Kemana Larinya BLBI Sjamsul Nursalim?

Leave a Comment
Pasangan Sjamsul Nursalim dan Itjih Nursalim (SI) -- disebut sebagian masyarakat sebagai konglomerat hitam,bisa jadi tersenyum mencibir dari negeri seberang, Singapura. Mengapa? Bisa jadi karena melihat berbagai langkah masyarakat dan aparat penegak hukum di Indonesia yang ingin mengusik-usik masalah Bantuan Likuiditas Bank Indonesia (BLBI) yang tergerus melalui bank milik mereka, Bank Dagang Nasional Indonesia (BDNI).

Rangkaian terusiknya kasus BLBI SI, diawali dengan tertangkapnya Ketua Tim Jaksa "BLBI Sjamsul Nursalim" Urip Tri Gunawan oleh Komisi Pemberantasan Korupsi (KPK) atas tuduhan menerima suap dari Artalita Suryani alias Ayin, salah satu orang kepercayaan SI di Indonesia senilai US$ 660.000.

Kemudian, sejak Senin (28/4) di Pengadilan Negeri Jakarta Selatan, soal Surat Perintah Penghentian Penyidikan (SP3) terhadap Sjamsul Nursalim yang dikeluarkan Kejaksaan Agung pada 13 Juli 2004, kembali digugat.

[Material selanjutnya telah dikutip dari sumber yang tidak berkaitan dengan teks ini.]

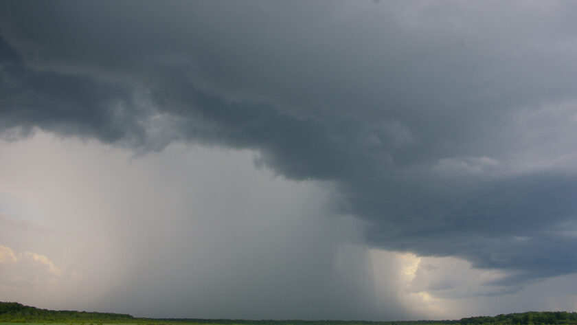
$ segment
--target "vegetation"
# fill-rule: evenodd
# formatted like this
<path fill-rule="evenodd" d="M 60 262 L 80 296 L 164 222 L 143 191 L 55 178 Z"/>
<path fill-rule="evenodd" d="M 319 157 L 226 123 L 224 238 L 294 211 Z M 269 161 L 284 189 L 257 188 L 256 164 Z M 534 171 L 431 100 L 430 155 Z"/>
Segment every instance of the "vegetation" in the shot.
<path fill-rule="evenodd" d="M 341 320 L 247 320 L 199 318 L 139 318 L 128 314 L 75 311 L 49 311 L 17 302 L 0 302 L 0 325 L 577 325 L 577 313 L 530 311 L 522 313 L 462 318 L 460 320 L 368 322 Z"/>
<path fill-rule="evenodd" d="M 462 325 L 528 325 L 528 324 L 577 324 L 577 313 L 566 311 L 530 311 L 528 313 L 498 315 L 495 317 L 474 317 L 462 318 Z"/>

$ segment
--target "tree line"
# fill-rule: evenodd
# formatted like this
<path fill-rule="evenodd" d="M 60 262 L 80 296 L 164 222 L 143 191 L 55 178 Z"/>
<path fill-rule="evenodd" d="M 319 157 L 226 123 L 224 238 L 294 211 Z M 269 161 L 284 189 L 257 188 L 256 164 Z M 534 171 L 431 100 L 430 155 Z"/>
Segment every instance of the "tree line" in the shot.
<path fill-rule="evenodd" d="M 567 311 L 529 311 L 501 314 L 495 317 L 480 316 L 462 318 L 462 325 L 530 325 L 530 324 L 577 324 L 577 313 Z"/>

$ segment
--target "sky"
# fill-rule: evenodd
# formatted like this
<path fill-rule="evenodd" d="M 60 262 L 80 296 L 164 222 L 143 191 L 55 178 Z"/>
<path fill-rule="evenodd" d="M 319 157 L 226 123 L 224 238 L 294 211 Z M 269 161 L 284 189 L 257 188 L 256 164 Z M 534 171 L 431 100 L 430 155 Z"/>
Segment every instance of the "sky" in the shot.
<path fill-rule="evenodd" d="M 577 310 L 577 3 L 0 1 L 0 301 Z"/>

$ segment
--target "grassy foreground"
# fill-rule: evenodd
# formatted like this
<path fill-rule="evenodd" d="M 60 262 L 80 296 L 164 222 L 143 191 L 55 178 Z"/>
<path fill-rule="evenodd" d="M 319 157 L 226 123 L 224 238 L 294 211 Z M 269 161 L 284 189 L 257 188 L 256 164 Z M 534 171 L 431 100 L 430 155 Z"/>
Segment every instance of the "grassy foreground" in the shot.
<path fill-rule="evenodd" d="M 577 313 L 530 311 L 462 318 L 460 320 L 395 322 L 341 320 L 247 320 L 199 318 L 141 318 L 128 314 L 76 311 L 50 311 L 0 302 L 0 325 L 577 325 Z"/>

Adalah LSM Masyarakat Anti Korupsi Indonesia (Maki) dari Solo yang mempraperadilankan SP3 yang diterima Sjamsul Nursalim. Maki meminta pengadilan untuk membatalkan SP3 Sjamsul, sekaligus meminta agar Kejaksaan membuka kembali kasus BLBI Sjamsul.

Masyarakat mengetahui, SP3 Sjamsul Nursalim yang dikeluarkan pada era Jaksa Agung MA Rachman terbit berdasarkan Instruksi Presiden Nomor 8 Tahun 2002 yang diteken Presiden Megawati Soekarnoputri.

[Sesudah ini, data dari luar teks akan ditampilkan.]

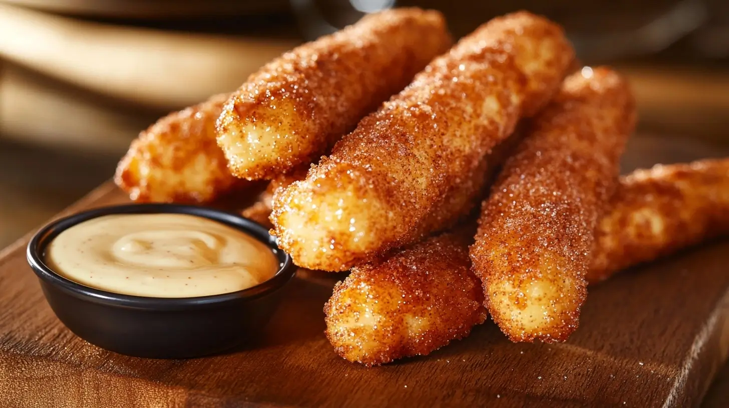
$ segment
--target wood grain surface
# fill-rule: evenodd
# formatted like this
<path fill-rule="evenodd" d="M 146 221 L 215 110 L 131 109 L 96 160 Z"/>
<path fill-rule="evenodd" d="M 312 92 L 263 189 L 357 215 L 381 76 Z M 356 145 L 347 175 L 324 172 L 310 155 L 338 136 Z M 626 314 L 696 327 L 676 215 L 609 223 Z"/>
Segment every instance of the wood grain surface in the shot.
<path fill-rule="evenodd" d="M 722 154 L 645 137 L 631 142 L 623 168 Z M 125 201 L 104 184 L 64 213 Z M 487 322 L 431 356 L 374 369 L 342 360 L 324 337 L 322 306 L 341 275 L 300 272 L 271 323 L 235 352 L 142 359 L 58 321 L 26 243 L 0 253 L 2 407 L 691 407 L 729 351 L 726 240 L 590 287 L 566 343 L 511 343 Z"/>

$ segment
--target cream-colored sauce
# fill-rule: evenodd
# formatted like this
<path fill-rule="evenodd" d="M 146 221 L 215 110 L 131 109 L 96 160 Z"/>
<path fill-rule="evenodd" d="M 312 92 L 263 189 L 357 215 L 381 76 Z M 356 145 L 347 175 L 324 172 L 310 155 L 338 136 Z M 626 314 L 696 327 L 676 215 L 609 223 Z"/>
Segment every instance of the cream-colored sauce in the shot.
<path fill-rule="evenodd" d="M 245 232 L 187 214 L 117 214 L 82 222 L 48 245 L 46 264 L 119 294 L 188 297 L 233 292 L 276 274 L 270 248 Z"/>

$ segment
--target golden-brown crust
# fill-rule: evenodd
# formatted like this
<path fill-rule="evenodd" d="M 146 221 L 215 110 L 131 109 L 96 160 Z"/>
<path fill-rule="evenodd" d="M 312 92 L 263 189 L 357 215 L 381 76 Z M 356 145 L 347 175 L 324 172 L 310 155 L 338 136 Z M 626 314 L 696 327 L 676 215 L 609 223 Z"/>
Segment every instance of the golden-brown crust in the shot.
<path fill-rule="evenodd" d="M 484 158 L 556 90 L 572 58 L 542 17 L 485 24 L 276 195 L 279 246 L 300 266 L 345 270 L 452 225 L 480 195 Z"/>
<path fill-rule="evenodd" d="M 258 200 L 250 207 L 241 211 L 241 214 L 255 221 L 267 228 L 273 228 L 269 217 L 271 214 L 273 196 L 276 192 L 285 189 L 291 185 L 294 181 L 301 180 L 306 176 L 306 170 L 308 166 L 300 166 L 291 173 L 279 174 L 268 182 L 266 189 L 258 196 Z"/>
<path fill-rule="evenodd" d="M 426 355 L 486 318 L 467 234 L 443 234 L 352 269 L 324 306 L 337 353 L 371 366 Z"/>
<path fill-rule="evenodd" d="M 729 159 L 636 170 L 621 178 L 610 203 L 612 209 L 599 222 L 593 267 L 588 272 L 590 284 L 618 268 L 729 234 Z M 654 230 L 655 222 L 661 227 Z M 461 227 L 386 256 L 380 264 L 355 268 L 356 273 L 337 286 L 324 308 L 327 335 L 337 353 L 351 361 L 384 364 L 428 354 L 482 323 L 485 310 L 475 312 L 472 305 L 483 297 L 462 279 L 462 267 L 469 264 L 467 246 L 472 241 L 467 238 L 472 235 L 469 227 Z M 396 288 L 392 281 L 405 276 L 407 289 Z M 477 292 L 480 280 L 473 275 L 467 277 Z M 453 278 L 456 284 L 451 284 Z M 394 299 L 409 293 L 420 297 L 401 308 Z M 372 294 L 376 297 L 367 297 Z M 432 294 L 434 298 L 427 297 Z M 427 300 L 417 303 L 423 298 Z M 445 315 L 432 313 L 433 303 L 441 299 L 459 306 L 446 308 Z M 407 330 L 408 317 L 426 319 L 423 321 L 430 329 L 428 341 Z"/>
<path fill-rule="evenodd" d="M 173 112 L 139 133 L 119 162 L 114 181 L 141 202 L 206 203 L 245 181 L 227 170 L 215 122 L 227 94 Z"/>
<path fill-rule="evenodd" d="M 311 162 L 451 44 L 435 11 L 395 9 L 284 54 L 226 104 L 218 143 L 233 174 L 271 178 Z"/>
<path fill-rule="evenodd" d="M 621 178 L 598 224 L 588 280 L 729 233 L 729 159 L 657 165 Z"/>
<path fill-rule="evenodd" d="M 577 327 L 597 221 L 617 183 L 635 106 L 607 68 L 569 76 L 504 165 L 471 248 L 486 306 L 512 341 Z"/>

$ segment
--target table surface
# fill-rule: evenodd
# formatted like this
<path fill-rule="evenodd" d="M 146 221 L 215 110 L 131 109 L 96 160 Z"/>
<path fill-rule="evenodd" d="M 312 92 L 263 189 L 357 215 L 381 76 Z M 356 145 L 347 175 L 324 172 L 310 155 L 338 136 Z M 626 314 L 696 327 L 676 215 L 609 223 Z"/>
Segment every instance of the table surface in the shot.
<path fill-rule="evenodd" d="M 623 167 L 723 153 L 644 137 Z M 107 184 L 63 213 L 125 200 Z M 143 359 L 66 329 L 26 264 L 26 243 L 0 253 L 0 406 L 688 407 L 729 352 L 725 240 L 591 287 L 566 343 L 511 343 L 488 322 L 431 356 L 374 369 L 340 359 L 323 334 L 322 305 L 341 275 L 300 274 L 271 323 L 233 353 Z"/>

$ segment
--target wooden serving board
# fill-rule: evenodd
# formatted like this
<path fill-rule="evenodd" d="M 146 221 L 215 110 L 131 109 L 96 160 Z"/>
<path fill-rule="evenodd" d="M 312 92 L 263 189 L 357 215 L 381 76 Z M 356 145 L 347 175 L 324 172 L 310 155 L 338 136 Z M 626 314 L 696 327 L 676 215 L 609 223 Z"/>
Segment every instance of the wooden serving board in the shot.
<path fill-rule="evenodd" d="M 638 138 L 625 170 L 720 149 Z M 125 202 L 104 184 L 64 211 Z M 108 352 L 55 318 L 26 264 L 0 254 L 2 407 L 690 407 L 729 351 L 729 241 L 590 288 L 564 344 L 513 344 L 491 322 L 429 356 L 366 369 L 338 357 L 322 306 L 342 275 L 303 272 L 261 335 L 233 353 L 151 360 Z"/>

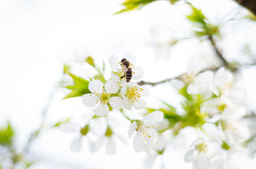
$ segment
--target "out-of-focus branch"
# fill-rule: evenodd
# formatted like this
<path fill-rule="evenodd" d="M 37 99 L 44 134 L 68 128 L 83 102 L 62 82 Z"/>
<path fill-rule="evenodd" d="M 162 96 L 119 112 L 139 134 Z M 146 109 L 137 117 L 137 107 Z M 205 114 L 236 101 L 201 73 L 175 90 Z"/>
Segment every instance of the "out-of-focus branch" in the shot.
<path fill-rule="evenodd" d="M 204 72 L 205 71 L 216 71 L 218 68 L 208 68 L 208 69 L 204 69 L 204 70 L 200 71 L 198 73 Z M 140 85 L 152 85 L 152 86 L 155 86 L 155 85 L 159 85 L 159 84 L 163 84 L 163 83 L 165 83 L 165 82 L 168 82 L 171 81 L 173 79 L 180 79 L 182 76 L 182 75 L 177 76 L 177 77 L 172 77 L 172 78 L 166 78 L 166 79 L 163 80 L 161 80 L 161 81 L 159 81 L 159 82 L 147 82 L 147 81 L 141 80 L 141 81 L 139 82 L 138 82 L 138 84 Z"/>
<path fill-rule="evenodd" d="M 235 0 L 235 1 L 256 15 L 256 0 Z"/>
<path fill-rule="evenodd" d="M 212 36 L 208 36 L 209 40 L 211 41 L 211 44 L 212 45 L 215 53 L 218 55 L 218 57 L 223 62 L 223 64 L 225 66 L 229 66 L 228 62 L 227 61 L 227 60 L 224 58 L 223 55 L 222 55 L 221 52 L 220 51 L 220 50 L 218 48 L 216 42 L 214 40 Z"/>

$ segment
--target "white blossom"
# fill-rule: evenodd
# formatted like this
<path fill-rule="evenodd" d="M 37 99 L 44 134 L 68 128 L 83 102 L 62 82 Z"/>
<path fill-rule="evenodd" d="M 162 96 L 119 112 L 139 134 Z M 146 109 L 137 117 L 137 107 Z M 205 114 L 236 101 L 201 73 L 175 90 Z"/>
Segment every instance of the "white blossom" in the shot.
<path fill-rule="evenodd" d="M 184 161 L 192 162 L 195 169 L 226 168 L 225 154 L 216 142 L 195 140 L 184 155 Z"/>
<path fill-rule="evenodd" d="M 142 97 L 148 96 L 150 94 L 149 91 L 145 87 L 140 87 L 137 84 L 127 83 L 121 89 L 121 96 L 123 97 L 124 107 L 129 110 L 132 110 L 132 107 L 140 110 L 143 108 L 146 105 L 145 101 Z"/>
<path fill-rule="evenodd" d="M 152 148 L 157 138 L 154 127 L 157 122 L 163 121 L 163 117 L 162 112 L 155 111 L 144 117 L 142 120 L 134 121 L 131 124 L 128 136 L 131 138 L 136 131 L 133 138 L 133 148 L 136 152 L 147 151 Z"/>
<path fill-rule="evenodd" d="M 248 128 L 241 121 L 245 115 L 243 107 L 227 107 L 220 118 L 220 127 L 223 134 L 224 140 L 230 147 L 237 146 L 249 138 Z"/>
<path fill-rule="evenodd" d="M 109 80 L 105 85 L 99 80 L 90 82 L 90 94 L 82 96 L 82 100 L 88 107 L 94 107 L 97 105 L 95 113 L 98 116 L 106 115 L 109 111 L 108 104 L 113 108 L 120 110 L 122 108 L 122 98 L 118 96 L 111 96 L 119 90 L 118 84 L 113 80 Z"/>
<path fill-rule="evenodd" d="M 243 91 L 236 87 L 232 73 L 223 67 L 216 71 L 210 87 L 212 92 L 220 96 L 226 104 L 243 104 L 244 96 Z"/>

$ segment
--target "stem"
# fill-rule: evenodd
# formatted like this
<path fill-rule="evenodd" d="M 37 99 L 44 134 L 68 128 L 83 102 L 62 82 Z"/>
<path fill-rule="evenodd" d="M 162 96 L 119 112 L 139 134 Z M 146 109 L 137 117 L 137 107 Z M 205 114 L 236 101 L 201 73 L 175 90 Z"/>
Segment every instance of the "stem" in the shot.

Menurut Boyamin Saiman, koordinator Maki, Inpres tentang surat keterangan lunas (SKL) adalah keputusan eksekutif yang tidak dapat dijadikan pedoman penghentian penyidikan. "Penghentian penyidikan atas perkara ini tidak sah dan tidak berdasarkan ketentuan hukum yang berlaku, sehingga harus dibatalkan," ungkap Boyamin.

Bakal seperti apa, dua kasus yang melibatkan "bau" Sjamsul Nursalim ke depan? Tentu tergantung keteguhan iman jajaran KPK dan Hakim di Pengadilan Negeri Jakarta Selatan. Tak ketinggalan kekuatan iman LSM Maki yang mempraperadilankan SP3 Sjamsul Nursalim juga turut dicoba. Kenapa?

Walaupun tidak tidak pernah menyambangi Indonesia, sejak diberi izin berobat ke Jepang beberapa tahun lalu, bukan berarti "kaki tangan" SI tak ada di Indonesia. Bisa jadi cukup banyak bergentayangan di negeri ini. Merekalah yang bermain untuk mewakili kepentingan pasangan SI di Indonesia.

Kepiawaian "kakitangan" SI sudah terbukti cukup akurat. Bahkan, belakangan, berdasarkan keterangan yang dihimpun bandarlampungnews.com dan politikindonesia.com, seorang jurnalis dibuat gontai ketika berhadapan dengan "kakitangan" SI.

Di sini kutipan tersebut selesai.